Bobby and the Big Road  by Maud Lindsay

Taking Towser Home

B OBBY was ready and waiting when Florence and her papa and the jolly chauffeur came for him.

And the first question he asked them was, "Where is Towser?"

Towser was lying on the floor of the car and when Bobby patted him he thumped his tail and winked both eyes as if to say, "I am as glad to see you as you are to see me."

But Towser was homesick. Not even the juicy bones that Florence had given him for his dinner had made him forget Johnny.

He lay in the car with his nose on his paws, and looked so forlorn and miserable that it was hard for Bobby to believe that he was the same dog that had chased the spotted calf, and run down the Big Road to find the ox-wagon man.

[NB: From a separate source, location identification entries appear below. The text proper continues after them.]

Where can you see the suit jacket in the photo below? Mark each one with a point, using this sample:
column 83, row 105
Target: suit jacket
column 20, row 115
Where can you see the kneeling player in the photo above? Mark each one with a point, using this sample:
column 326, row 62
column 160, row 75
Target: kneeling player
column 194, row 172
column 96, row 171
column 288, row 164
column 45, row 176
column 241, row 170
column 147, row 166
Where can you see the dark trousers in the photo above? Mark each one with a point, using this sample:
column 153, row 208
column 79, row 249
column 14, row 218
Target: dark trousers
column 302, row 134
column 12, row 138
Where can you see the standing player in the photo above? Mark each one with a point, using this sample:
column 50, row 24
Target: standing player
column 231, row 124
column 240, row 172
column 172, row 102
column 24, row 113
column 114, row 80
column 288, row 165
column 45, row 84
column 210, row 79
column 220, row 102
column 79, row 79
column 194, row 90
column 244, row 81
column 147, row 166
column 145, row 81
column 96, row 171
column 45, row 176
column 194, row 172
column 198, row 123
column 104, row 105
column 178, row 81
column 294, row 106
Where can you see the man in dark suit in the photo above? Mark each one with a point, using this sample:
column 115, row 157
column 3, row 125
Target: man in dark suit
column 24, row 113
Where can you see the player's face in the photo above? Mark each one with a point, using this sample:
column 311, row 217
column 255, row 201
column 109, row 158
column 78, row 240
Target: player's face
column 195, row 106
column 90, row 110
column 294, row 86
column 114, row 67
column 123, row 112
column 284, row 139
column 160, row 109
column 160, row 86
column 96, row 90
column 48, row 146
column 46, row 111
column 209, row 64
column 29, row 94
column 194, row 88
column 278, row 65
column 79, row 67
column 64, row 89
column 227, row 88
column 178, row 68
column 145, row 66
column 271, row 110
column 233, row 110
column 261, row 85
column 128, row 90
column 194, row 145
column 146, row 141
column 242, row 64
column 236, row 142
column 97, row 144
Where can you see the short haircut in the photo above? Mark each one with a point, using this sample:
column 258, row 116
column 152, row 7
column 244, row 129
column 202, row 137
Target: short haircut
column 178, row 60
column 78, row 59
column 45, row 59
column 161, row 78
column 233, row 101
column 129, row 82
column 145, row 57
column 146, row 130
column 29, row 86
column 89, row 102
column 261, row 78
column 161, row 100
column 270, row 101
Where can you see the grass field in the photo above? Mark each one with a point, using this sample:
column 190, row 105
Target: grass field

But every time Bobby and Florence looked at him they laughed, for they knew how glad Towser would be by and by.

They planned what they would do when they got to Johnny's house:

When they were almost there, they would cover Towser up with a rug. Then when they stopped at the log cabin, Bobby would call Johnny, and ask if he had heard anything about Towser; and Bobby wasn't to laugh the least bit when he asked.

Then Florence would say: "I have brought you something, Johnny. It is here in the car"; and when Johnny came to see what it was, they would let him lift up the rug himself.

That is what they planned, but this is what really happened:

No sooner had they reached Johnny's house, and Bobby had called Johnny, than Towser jumped from under the rug, and began to bark, "Bow-wow-wow-wow!" Johnny could have heard him half a mile away.

"Towser, Towser!" he called, fairly tumbling out of the door; and nobody could keep Towser in the car then!

The children thought that they had never had so much fun in all their lives, as when they took Towser home to Johnny.